Cour d’appel de Versailles, le 8 décembre 2010, n°09/102
Un salarié cadre avait été licencié pour faute grave suite à des dysfonctionnements constatés lors d’un inventaire. Il contestait à la fois le bien-fondé de ce licenciement et sa classification professionnelle, réclamant un reclassement au coefficient 400 de la convention collective et le rappel de salaires correspondant. Le Conseil de prud’hommes de Poissy, le 2 mars 2010, avait partiellement fait droit à ses demandes, rejetant la qualification de faute grave mais retenant une cause réelle et sérieuse, et ordonnant son reclassement rétroactif. L’employeur a interjeté appel de cette décision. La Cour d’appel de Versailles, le 8 décembre 2010, a confirmé le jugement en rejetant le pourvoi de l’employeur. Elle a précisé les conditions de la preuve de la faute grave et a réaffirmé l’obligation de respecter les classifications conventionnelles, même en présence d’une grille interne plus favorable sur le plan salarial. L’arrêt tranche ainsi une double question : celle des conditions de caractérisation de la faute grave en cas de licenciement d’un cadre dirigeant, et celle de l’articulation entre une classification conventionnelle et une grille salariale interne plus avantageuse.

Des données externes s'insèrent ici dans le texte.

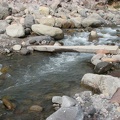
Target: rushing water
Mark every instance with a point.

La décision de la Cour d’appel de Versailles opère une distinction nette entre la faute grave et la cause réelle et sérieuse, tout en affirmant le primat de la qualification conventionnelle sur les classements internes.
L’arrêt écarte d’abord la qualification de faute grave retenue par l’employeur. Les juges rappellent que la faute grave est « celle qui rend impossible le maintien du salarié dans l’entreprise » et qu’il appartient à l’employeur « d’en rapporter seul la preuve ». En l’espèce, les dysfonctionnements reprochés au salarié, bien que constituant « une cause réelle et sérieuse de licenciement », n’atteignent pas ce degré de gravité. La cour motive sa décision en relevant que le salarié avait contesté les griefs et en les confrontant à ses attributions de cadre. Elle estime que les manquements constatés, dans le contexte de sa fonction de chef de secteur chargé d’atteindre des objectifs, ne rendaient pas son maintien immédiatement impossible. Cette analyse restrictive de la faute grave protège le salarié des effets les plus draconiens du licenciement, comme la privation du préavis et de l’indemnité conventionnelle.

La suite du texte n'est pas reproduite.